Systems dynamics models

Systems dynamics models give us a vocabulary for describing the behaviour of complex systems:

A great place to learn more about this approach is Donella H Meadows’ book Thinking in Systems: A Primer (summary here).

Long-run stability of systems

Feedback loops imply that some systems are not stable in the long-run.

“The basic logic of feedbacks is straightforward: positive feedbacks reinforce actions, negative feedbacks dampen them. A system with only positive feedbacks will either blow up or collapse. A system with only negative feedbacks will either stabilize or cycle. A system with both positive feedbacks and negative feedbacks has the potential to produce complexity.”

Reasoning about effects

Feedback loops make it difficult to reason about the effect of small changes to long-run equilibrium.

“The direct effect of increasing the growth rate of hares is more hares. The indirect effect, more foxes, implies fewer hares. These two effects cancel out. Nonintuitive findings such as these are a hallmark of systems dynamics models. Our intuition fails because we latch onto direct effects and fail to think through the entire logical chain. Even if the direct effect of increasing (or decreasing) a rate or flow may be to increase (or decrease) a stock, the presence of systems effects in the form of positive and negative feedbacks means that other stocks will also change values, so the net effect of a change in a rate or flow may be reduced, canceled, or even reversed.”

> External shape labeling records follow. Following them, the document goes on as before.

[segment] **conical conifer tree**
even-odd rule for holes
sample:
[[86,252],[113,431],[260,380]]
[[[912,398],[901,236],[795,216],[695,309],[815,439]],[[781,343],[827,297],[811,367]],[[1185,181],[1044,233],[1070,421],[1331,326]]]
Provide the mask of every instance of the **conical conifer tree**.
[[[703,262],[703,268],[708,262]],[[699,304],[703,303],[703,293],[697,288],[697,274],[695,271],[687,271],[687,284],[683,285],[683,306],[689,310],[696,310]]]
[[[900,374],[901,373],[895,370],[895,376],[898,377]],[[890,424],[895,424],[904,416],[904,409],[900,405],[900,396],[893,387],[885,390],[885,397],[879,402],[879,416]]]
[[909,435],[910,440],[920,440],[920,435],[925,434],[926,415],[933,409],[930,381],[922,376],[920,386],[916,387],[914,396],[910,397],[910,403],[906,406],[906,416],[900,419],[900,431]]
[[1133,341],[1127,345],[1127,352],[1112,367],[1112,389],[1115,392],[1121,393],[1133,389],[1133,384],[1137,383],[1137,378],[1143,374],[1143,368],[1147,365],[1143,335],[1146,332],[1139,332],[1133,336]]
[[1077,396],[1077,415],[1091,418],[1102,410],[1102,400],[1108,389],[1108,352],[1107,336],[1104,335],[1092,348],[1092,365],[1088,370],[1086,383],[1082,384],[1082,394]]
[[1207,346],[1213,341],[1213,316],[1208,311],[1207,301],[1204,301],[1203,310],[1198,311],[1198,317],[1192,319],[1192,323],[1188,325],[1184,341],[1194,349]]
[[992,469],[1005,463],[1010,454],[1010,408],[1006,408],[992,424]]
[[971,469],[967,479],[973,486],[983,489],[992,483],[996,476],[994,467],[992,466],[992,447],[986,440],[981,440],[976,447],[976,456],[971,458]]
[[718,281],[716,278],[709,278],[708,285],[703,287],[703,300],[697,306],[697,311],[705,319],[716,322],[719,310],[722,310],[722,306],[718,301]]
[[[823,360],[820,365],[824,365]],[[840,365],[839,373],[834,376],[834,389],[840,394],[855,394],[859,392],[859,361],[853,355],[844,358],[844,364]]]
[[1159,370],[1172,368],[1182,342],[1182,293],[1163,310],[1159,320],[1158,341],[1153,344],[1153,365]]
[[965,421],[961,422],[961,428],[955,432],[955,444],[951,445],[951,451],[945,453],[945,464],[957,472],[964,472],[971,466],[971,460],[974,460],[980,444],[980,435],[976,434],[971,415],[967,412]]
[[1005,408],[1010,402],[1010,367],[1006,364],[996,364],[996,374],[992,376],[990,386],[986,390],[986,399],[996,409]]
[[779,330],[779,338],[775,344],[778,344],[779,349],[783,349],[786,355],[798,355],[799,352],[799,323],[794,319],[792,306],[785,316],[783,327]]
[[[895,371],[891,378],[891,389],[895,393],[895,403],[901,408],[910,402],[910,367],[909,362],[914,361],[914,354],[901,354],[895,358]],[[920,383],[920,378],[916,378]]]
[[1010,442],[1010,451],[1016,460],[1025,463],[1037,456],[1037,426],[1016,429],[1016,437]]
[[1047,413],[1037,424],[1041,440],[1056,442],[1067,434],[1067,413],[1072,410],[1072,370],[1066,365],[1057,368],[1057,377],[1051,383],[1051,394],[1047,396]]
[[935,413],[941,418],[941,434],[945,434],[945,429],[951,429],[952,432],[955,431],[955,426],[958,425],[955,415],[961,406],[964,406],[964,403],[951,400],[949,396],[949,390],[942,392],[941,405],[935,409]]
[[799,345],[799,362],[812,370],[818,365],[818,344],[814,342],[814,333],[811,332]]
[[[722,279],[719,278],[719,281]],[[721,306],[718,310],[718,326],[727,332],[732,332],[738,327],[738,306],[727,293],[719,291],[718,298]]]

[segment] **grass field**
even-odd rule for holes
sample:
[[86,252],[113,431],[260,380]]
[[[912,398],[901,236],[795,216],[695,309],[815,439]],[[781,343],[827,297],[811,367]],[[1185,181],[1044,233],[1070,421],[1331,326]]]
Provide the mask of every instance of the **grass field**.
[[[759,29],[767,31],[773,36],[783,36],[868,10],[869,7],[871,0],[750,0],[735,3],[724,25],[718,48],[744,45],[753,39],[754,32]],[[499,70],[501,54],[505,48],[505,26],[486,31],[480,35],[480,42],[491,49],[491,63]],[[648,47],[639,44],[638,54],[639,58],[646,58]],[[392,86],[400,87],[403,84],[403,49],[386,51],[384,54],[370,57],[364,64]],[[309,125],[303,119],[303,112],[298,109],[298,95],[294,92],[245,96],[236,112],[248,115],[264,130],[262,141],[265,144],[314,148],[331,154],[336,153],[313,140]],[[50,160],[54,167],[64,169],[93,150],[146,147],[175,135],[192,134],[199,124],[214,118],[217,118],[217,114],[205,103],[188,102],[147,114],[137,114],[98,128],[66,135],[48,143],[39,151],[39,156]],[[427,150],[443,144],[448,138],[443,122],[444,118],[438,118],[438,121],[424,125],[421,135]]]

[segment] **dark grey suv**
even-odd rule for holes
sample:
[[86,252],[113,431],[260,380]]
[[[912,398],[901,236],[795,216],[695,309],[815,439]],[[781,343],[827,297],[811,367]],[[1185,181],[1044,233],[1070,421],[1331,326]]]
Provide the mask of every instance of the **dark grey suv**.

Modelling human behaviour with adaptive rules

This book touches on game theory in a number of chapters. The most interesting section to me was a description of a problem where there is no dominant pure strategy. But when individual actors adopt diverse probabilistic actions, the system naturally reaches a collectively efficient outcome.

El Farol Bar problem – El Farol is a nightclub in Sante Fe, New Mexico that features dancing every Tuesday night. Each week, a population of 100 potential dancers decide whether to go dance at El Farol or stay home. All 100 people like to dance, but they do not want to go if the club is too crowded. Each persn earns a payoff of zero from staying home, a payoff of 1 from attending if 60 or fewer people attend, and a payoff of -1 from attending when more than 60 people attend.

Simulations of this type of model find that if individuals possess a large ensemble of rules, then approximately 60 people attend each week: coordination emerges without any central planner. In other words, the system of adaptive rules self-organizes into nearly efficient outcomes.

There is a feedback cycle between micro-level and macro-level rules. The decision of whether to attend or not (micro) influences the level of over-attendence (macro) which in turn influences the individual decisions in the next time period.

If the rules people apply produce a crowded El Farol four weeks in a row, then rules that tell people to attend less often will produce higher payoffs. As people switch to those rules, fewer people will attend. The micro-level rules produce a macro-level phenomenon (over-attendance) that feeds back to the micro-level rules.